La double thématique des relations Nord-Sud et des relations intercoréennes (et, singulièrement, des relations Etats-Unis-Corée du Nord), n'a rien d'exceptionnel si l'on considère l'historique des relations entre le dirigeant suprême de la RPD de Corée et des délégations sud-coréennes en visite à Pyongyang :
- le 4 mai 1972, lors d'une rencontre entre le Président Kim Il-sung et Lee Hu-rak, qui préparait le communiqué conjoint Nord-Sud du 4 juillet 1972, pierre angulaire du rapprochement intercoréen ;
- en mai 2000, entre le Dirigeant Kim Jong-il et Lim Dong-won, pour finaliser le sommet intercoréen de juin 2000 ;
- en avril 2002, à nouveau entre le Dirigeant Kim Jong-il et Lim Dong-won, pour évoquer les relations intercoréennes ainsi que la situation internationale, marquée par le durcissement de la position américaine après que George W. Bush eut inclus la RPD de Corée parmi les pays de "l'axe du mal" ; 
- en juin 2005, entre le Dirigeant Kim Jong-il et Chung Dong-young, ministre de la Réunification, dans le contexte des pourparlers à six (réunissant les deux Corée, la Chine, les Etats-Unis, la Russie et le Japon), cadre pour progresser vers la dénucléarisation de l'ensemble de la péninsule coréenne en contrepartie notamment d'engagements de sécurité pour la RPD de Corée et de garanties d'accès au nucléaire civil ; 
- en août 2007, également entre le Dirigeant Kim Jong-il et Kim Man-bok, avant le sommet intercoréen d'octobre 2007.

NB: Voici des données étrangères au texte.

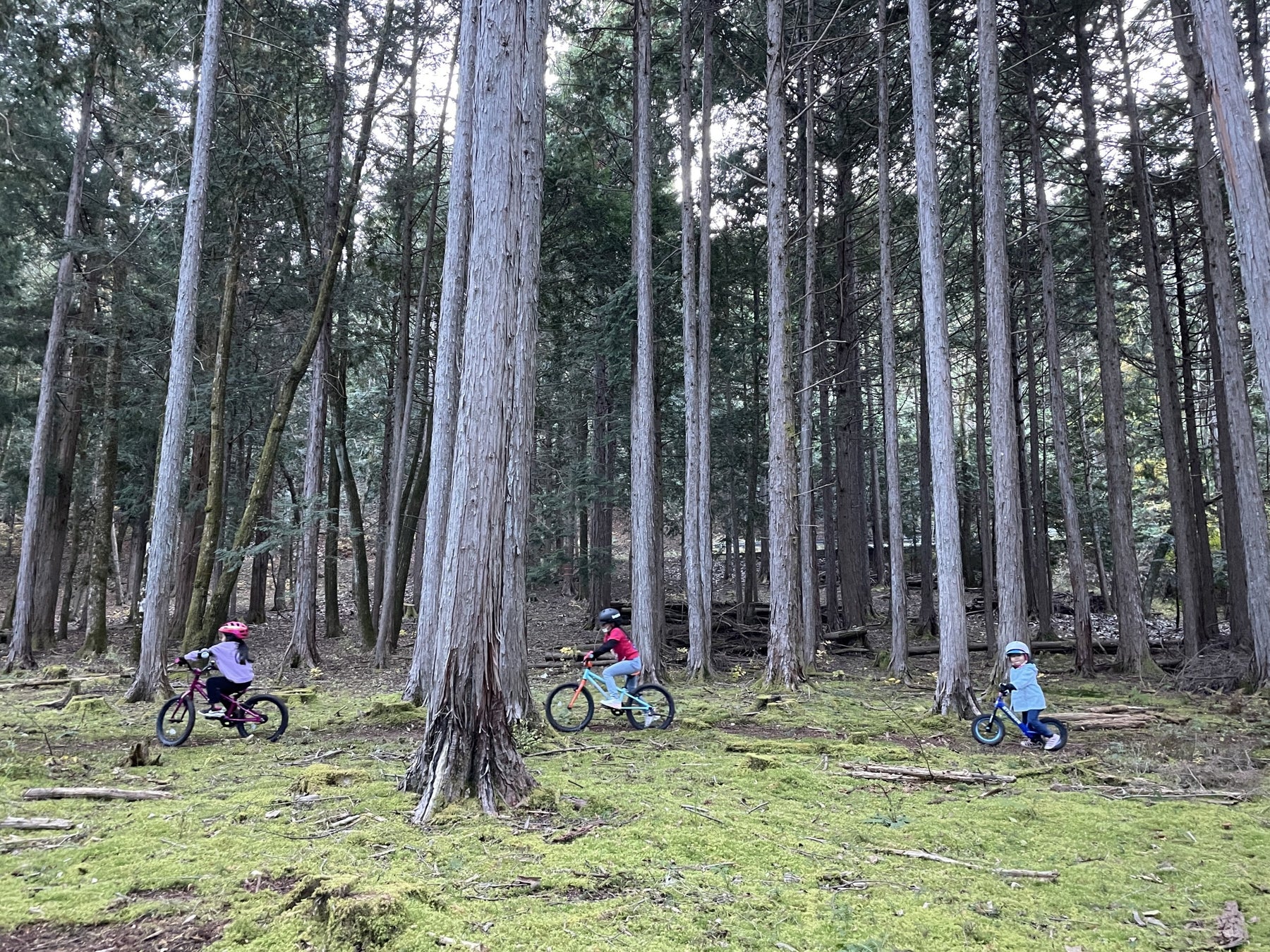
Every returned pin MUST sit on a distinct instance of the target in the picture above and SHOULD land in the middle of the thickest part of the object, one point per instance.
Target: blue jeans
(611, 672)
(1033, 720)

A l'exception de la rencontre de 2005, toutes les délégations sud-coréennes ont été conduites par le chef des services de renseignement sud-coréens. Pour la rencontre du 5 mars 2018, le chef de l'agence nationale de renseignement de la République de Corée a le titre de chef adjoint de délégation, pour des raisons protocolaires et d'ancienneté par rapport au chef de délégation, Chung Eui-yong. 

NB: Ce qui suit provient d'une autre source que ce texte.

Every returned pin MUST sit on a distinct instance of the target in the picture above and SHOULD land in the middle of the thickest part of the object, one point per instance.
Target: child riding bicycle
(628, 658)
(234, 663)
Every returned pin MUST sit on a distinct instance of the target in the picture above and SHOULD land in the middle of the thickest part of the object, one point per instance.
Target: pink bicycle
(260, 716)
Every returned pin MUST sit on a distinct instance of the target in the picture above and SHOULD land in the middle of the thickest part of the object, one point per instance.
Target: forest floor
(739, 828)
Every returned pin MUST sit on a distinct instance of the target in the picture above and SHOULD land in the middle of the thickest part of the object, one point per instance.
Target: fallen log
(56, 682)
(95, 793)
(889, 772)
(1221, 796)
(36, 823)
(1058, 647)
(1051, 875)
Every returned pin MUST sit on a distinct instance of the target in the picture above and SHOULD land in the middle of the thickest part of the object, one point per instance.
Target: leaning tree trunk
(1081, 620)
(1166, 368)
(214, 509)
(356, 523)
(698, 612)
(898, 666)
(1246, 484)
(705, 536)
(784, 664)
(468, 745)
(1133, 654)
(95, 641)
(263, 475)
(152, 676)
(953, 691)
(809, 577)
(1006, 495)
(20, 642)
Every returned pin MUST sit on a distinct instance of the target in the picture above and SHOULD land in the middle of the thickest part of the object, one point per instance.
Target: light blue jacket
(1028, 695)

Les personnalités qui composent la délégation sud-coréenne ont la confiance du Président Moon Jae-in et une expérience des discussions intercoréennes, notamment des sommets de 2000 et 2007. Il s'agit également de personnalités ayant des relations personnelles avec les Etats-Unis : agissant de manière ouverte, les autorités sud-coréennes ont d'ailleurs fait savoir qu'elles auraient ensuite des échanges avec les autres parties intéressées aux discussions multilatérales, au premier rang desquelles les Etats-Unis (où se rendront les deux plus hauts membres de la délégation sud-coréennes) et la Chine, tout en ayant d'ores et déjà appelé les Etats-Unis à ne pas placer trop haut la barre pour engager des discussions avec la RPD de Corée. De fait, si le Président Donald Trump a, comme souvent, tenu des propos laissant libre cours à diverses interprétations, les Etats-Unis ne semblent pas exclure par principe le principe d'un dialogue avec les Nord-Coréens. En attendant, en prenant de nouvelles sanctions unilatérales dans un contexte de détente, les Etats-Unis entravent le principe de discussions. 

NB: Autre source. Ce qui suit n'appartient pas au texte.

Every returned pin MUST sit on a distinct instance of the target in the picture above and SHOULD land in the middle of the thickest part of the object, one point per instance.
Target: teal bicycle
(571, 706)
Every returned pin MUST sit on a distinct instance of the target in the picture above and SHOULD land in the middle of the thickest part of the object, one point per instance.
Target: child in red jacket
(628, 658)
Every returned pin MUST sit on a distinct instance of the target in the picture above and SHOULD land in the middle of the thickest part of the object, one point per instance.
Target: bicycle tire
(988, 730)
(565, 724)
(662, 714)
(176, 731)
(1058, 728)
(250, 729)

Après une décennie de relations Nord-Sud dégradées, il est peu probable que des annonces majeures soient formulées à l'issue de cette reprise de contact : même si Séoul devrait chercher à obtenir des engagements sur des opérations concrètes d'échanges Nord-Sud (dialogue militaire, réunions de familles séparées...), à la veille de l'ouverture le 9 mars des Jeux paralympiques de Pyeongchang, chacune des deux parties va chercher à apprécier les intentions de l'autre. Alors que la présidence sud-coréenne parvient à concrétiser la promesse du Président Moon Jae-in d'améliorer les relations Nord-Sud, plusieurs sujets font débat : la dénucléarisation de la RPDC est d'ordinaire considérée à Pyongyang comme un sujet de relations avec les Etats-Unis, et non la Corée du Sud, car touchant à sa sécurité ; les manoeuvres militaires prochaines entre Washington et Séoul pourraient amener Pyongyang à reconsidérer son moratoire de fait sur ses essais nucléaires et balistiques ; enfin, Séoul a conscience qu'un sommet intercoréen n'a de sens que dans un contexte diplomatique et militaire apaisé. 

La rencontre du 5 mars 2018 est donc riche de promesses et d'espoirs, mais sa portée réelle ne pourra être appréciée qu'à moyen terme, sans que tous les détails des échanges (et notamment les positions de discussion de chaque partie) n'aient vocation à être rendus publics.